私のせいで、とか私がいなかったら、とか。
いらないことを口にするな、悪いのは全て自分だ。
何も言わずにさっさと出ていけば良いのに。
そういうことが聞きたいんじゃない、自身を卑下してほしいわけでは無い。
ああそうだ、シリカがいなかったらこんなにも。
こんなに悩まされることなんて無かったのに。
「なあシリカ、君に選択肢をあげるよ」
突然思いついたかのようにつぶやく。
その言葉にシリカは嗚咽をこぼしながら顔をあげた。
顔がすっかりぐしゃぐしゃになっているが、気にせず彼女の前に二本の指を立てる。
「二択だ、一度しか言わないからちゃんと聞いておけ。一つ目は俺がどうしてこうなったのか、ディアベルに話したことを全て教えてやるよ。その代わり俺はシリカと今後一切パーティを組まない。聞いてこないならパーティを組んでやってもいい。ただ、前のようになる気はさらさらないからな」
吐き捨てるように言葉を連ねていく。
今すぐにでも自分をぶん殴ってやりたかった。
最大の恩人に向かってこんなことを。
本当にこれが彼女のためになるなんていう保証はない。
寧ろ最低の選択なのは分かっていた、他の人間ならもっと平和的で最善の策を考えることが出来ていただろう。
だが、これで良いのだ。
これが正しいんだと自分に言い聞かせながらシリカにパーティ申請を送った。
これで≪Yes≫を押せば話す必要はなく、≪No≫を押せば話してすべてが終わり。
シリカの返事を待つだけ、と思ったが彼女は考える間もなく≪No≫を押した。
「じゃあ話を──「シオンさんは、どうしても前のように戻ってくれる気は、ありませんか?」
涙を必死に拭きながら、嗚咽をこぼしながら静かに言葉を発した。
正直ついてこないのであれば仲良くしても良かった。
こんなところでシリカと不仲になるのはシオンも避けたいところではある。
だが、そうするといつか彼女がついてくるのではないかという恐れがあった。
そうなったら振り出しだ、それにその状況下ではいよいよ手遅れになってしまう可能性がある。
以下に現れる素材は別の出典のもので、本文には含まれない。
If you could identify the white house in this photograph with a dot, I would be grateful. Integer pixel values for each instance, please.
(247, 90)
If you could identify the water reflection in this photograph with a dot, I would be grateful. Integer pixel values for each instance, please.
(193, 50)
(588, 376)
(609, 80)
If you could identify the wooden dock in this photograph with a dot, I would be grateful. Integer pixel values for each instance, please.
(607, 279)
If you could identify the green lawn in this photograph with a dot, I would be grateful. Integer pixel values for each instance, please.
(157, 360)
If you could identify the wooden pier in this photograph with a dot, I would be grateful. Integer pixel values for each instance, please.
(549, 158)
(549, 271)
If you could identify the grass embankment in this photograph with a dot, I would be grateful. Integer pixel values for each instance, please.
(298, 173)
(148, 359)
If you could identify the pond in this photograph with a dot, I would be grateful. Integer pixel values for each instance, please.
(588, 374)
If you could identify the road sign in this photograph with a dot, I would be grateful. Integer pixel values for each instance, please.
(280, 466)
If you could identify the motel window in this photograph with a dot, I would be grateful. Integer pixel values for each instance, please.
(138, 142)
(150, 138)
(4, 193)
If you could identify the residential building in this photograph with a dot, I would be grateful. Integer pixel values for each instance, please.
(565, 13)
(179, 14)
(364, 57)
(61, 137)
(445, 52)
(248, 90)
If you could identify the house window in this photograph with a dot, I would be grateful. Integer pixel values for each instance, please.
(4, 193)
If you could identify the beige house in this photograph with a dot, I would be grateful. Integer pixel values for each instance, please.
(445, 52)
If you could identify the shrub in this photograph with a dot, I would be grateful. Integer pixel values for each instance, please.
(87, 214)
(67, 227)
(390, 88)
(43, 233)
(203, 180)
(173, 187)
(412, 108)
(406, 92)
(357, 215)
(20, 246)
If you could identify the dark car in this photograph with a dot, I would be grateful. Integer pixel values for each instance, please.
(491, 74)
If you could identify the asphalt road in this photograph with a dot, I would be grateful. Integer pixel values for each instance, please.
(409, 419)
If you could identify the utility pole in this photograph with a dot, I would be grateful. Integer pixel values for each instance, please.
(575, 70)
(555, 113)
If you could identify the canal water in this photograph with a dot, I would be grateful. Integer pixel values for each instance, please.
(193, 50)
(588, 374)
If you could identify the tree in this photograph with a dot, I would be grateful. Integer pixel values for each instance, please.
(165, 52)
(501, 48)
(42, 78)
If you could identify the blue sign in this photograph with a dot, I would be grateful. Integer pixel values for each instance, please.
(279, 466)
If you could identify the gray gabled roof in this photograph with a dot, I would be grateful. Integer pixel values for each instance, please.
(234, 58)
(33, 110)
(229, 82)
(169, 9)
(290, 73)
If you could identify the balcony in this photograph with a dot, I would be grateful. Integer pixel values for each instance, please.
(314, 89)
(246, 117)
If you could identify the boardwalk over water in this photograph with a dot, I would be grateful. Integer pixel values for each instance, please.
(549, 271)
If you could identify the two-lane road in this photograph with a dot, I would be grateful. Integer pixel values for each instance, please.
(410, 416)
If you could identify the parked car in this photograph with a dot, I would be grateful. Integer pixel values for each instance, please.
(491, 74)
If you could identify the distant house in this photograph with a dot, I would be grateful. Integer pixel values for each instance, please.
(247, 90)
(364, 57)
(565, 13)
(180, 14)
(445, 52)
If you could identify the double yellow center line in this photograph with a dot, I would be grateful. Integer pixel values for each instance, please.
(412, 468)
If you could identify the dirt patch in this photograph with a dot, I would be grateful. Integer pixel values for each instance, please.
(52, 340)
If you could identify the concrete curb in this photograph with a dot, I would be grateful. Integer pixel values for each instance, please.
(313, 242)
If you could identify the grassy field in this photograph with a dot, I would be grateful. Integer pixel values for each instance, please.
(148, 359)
ならば可能性の高い方を、確約の取れた道を歩んでもらう方が良いに決まっていた。
もう最前線に連れていくなんて約束は無くなっている。
そんな依頼二度と受けてやるつもりはなかった。
だから答えは一つだけ。
「戻る気なんてないよ」
ぴしゃりといった言葉に小さく「そうですか」と返してくる。
その後すぐにパーティ申請の通知がシオンの元にやってきた。
それを了承すると自分のHPバーの下に追加のバーが現れる。
ソロ続きだったため二つ目が懐かしく、そして鬱陶しい。
さっきの確認はなんだったんだろうと考える。
戻る気があると言ったら大人しくなったのだろうか。
そんなのは妄想だ理想だ。
そんなたらればを断つために決断したのだから。
彼女を無視してストレージを漁りアイテムの整理をする。
相変らず左上にちらつく彼女のバーとレベルが、シオンをただただ苛立たせていた。
後から来た料理は酷く味が濃く、美味しいなんて言えたものでは無かった。
■ □ ■
次の朝、攻略組は迷宮区攻略のため塔を登り始めた。
今日全員で塔を攻略し、明日最上階のボスを倒すという手筈だ。
シオンはその攻略組の先頭をシリカと二人、単騎で突撃していた。
「やあっ!」
シリカの一閃がモンスターを次々とポリゴンへと変えていく。
それに合わせるようにシオンもモンスターを切り刻んでいた。
二人の間にまともに干渉できるものは敵味方どちらもいやしない。
リポップすれば淘汰され視界に入れば最後その姿を塊へと変化させられる。
モンスターの咆哮なんてどうぞ殺してくださいと言っているようなものだ。
一瞬の隙も許さず一見二人が息を合わせ敵を蹂躙しているように見える。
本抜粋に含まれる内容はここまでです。